Klub berjuluk Setan Merah itu bahkan dilaporkan berpotensi kehilangan pemasukan hingga mendekati Rp1 triliun dari sektor komersial dalam periode terbaru.
Dalam laporan keuangan kuartal kedua, Manchester United mengonfirmasi adanya penurunan pendapatan komersial.
Salah satu penyebab utama adalah berakhirnya kerja sama sponsor perlengkapan latihan dengan Tezos yang bernilai sekitar £24 juta per musim.
Akibatnya, untuk pertama kalinya sejak musim 2021/2022, United menjalani musim tanpa sponsor di perlengkapan latihan, situasi yang sebelumnya juga terjadi setelah kerja sama dengan Aon berakhir.
Tak hanya Tezos, United juga terancam kehilangan pemasukan tambahan dari sponsor lengan baju.
Kerja sama dengan DXC Technology yang bernilai sekitar £20 juta per musim dijadwalkan berakhir pada akhir musim ini.
Selama empat tahun terakhir, DXC menjadi bagian penting dari identitas komersial klub, termasuk membantu pengembangan interaksi digital dengan para penggemar.
Jika kedua sponsor ini tidak segera tergantikan, total potensi kehilangan pendapatan bisa mencapai angka fantastis sebesar £44 juta (sekitar Rp995 miliar).
Baca juga: Pantang Mundur Manchester United Gaet Luis Enrique, Carrick Belum Bisa Tenang
Meski menghadapi tekanan, pihak Manchester United menegaskan bahwa klub masih menjadi daya tarik besar bagi sponsor global.
Dalam forum penggemar terbaru, juru bicara klub menyatakan:
“Kami tetap melihat performa komersial yang kuat. Kami adalah salah satu klub terbesar di dunia dan tetap menjadi proposisi menarik bagi sponsor dan mitra," tulis keterangan MU dikutip dari Manchester Evening News.
Klub juga mengklaim tengah melakukan pembicaraan aktif dengan berbagai brand internasional untuk menjalin kerja sama baru.
Penurunan pendapatan juga dipengaruhi oleh faktor performa tim.
Minimnya jumlah pertandingan di Old Trafford serta absennya United dari kompetisi Eropa musim ini turut menggerus pemasukan.
Sebagai contoh Liga Champions yang diperkirakan hadiahnya mencapai £3,8 miliar, dengan setiap klub yang berpartisipasi dalam fase liga mendapatkan £16,1 juta (sekitar Rp364 miliar) sebagai imbalan partisipasi, dikutip dari BBC.

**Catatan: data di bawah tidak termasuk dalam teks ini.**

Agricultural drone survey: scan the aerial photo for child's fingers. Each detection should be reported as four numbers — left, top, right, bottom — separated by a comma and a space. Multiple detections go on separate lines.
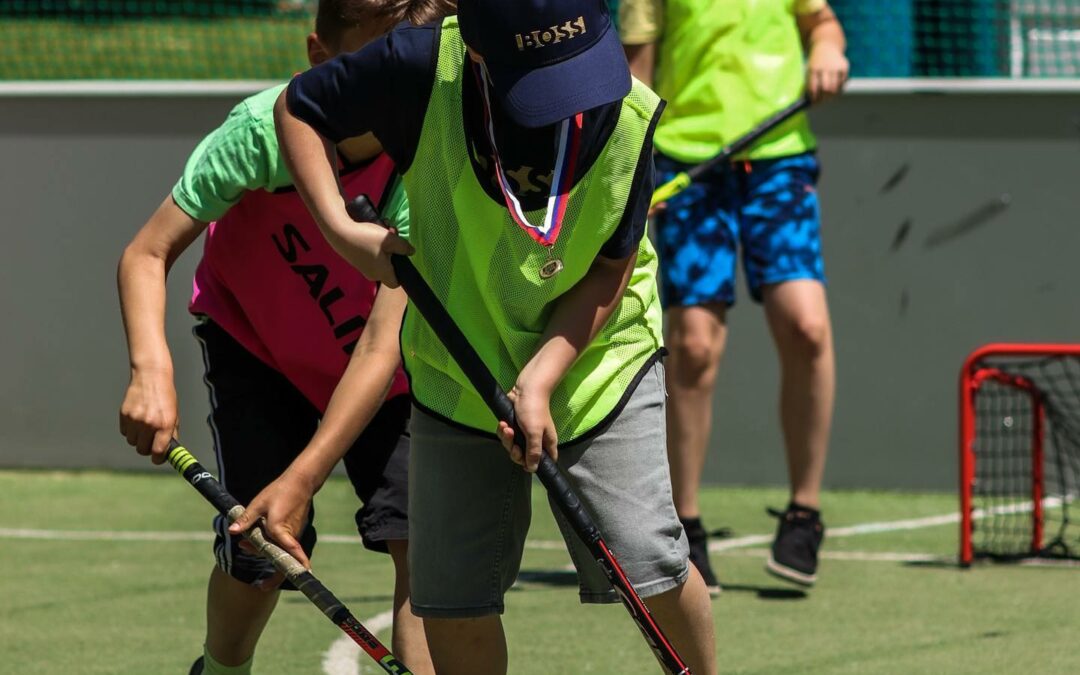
498, 422, 525, 465
543, 427, 558, 461
270, 527, 311, 569
525, 431, 543, 473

Klub-klub mendapatkan tambahan £1,8 juta (sekitar 40 miliar) untuk setiap kemenangan dan £600.000 (sekitar Rp13,5 miliar) untuk setiap hasil imbang.
Di kompetisi domestik Premier League, performa tim juga belum sepenuhnya stabil.
Meski berada di peringkat ketiga di tabel klasemen Liga Inggris 2025/2026, MU meraih hasil yang berbeda dalam tiga laga terakhirnya.
Setelah dikalahkan Newcastle 2-1, MU bangkit dengan membungkam Aston Villa 3-1. Namun Setan Merah justru bermain imbang 2-2 kontra Bournemouth.
Sementara keputusan manajemen, termasuk pemecatan pelatih Ruben Amorim, turut menjadi perhatian suporter.
Pihak klub menegaskan bahwa keputusan tersebut diambil demi meningkatkan peluang finis setinggi mungkin di klasemen.
Manchester United menegaskan komitmennya untuk tetap berinvestasi pada skuad dan fasilitas klub.
Namun di sisi lain, mereka juga menekankan pentingnya menjaga keberlanjutan finansial di tengah tekanan inflasi dan peningkatan biaya operasional.
Dengan situasi ini, United kini berpacu dengan waktu untuk mengamankan sponsor baru agar tidak semakin tertinggal, baik secara finansial maupun prestasi di lapangan.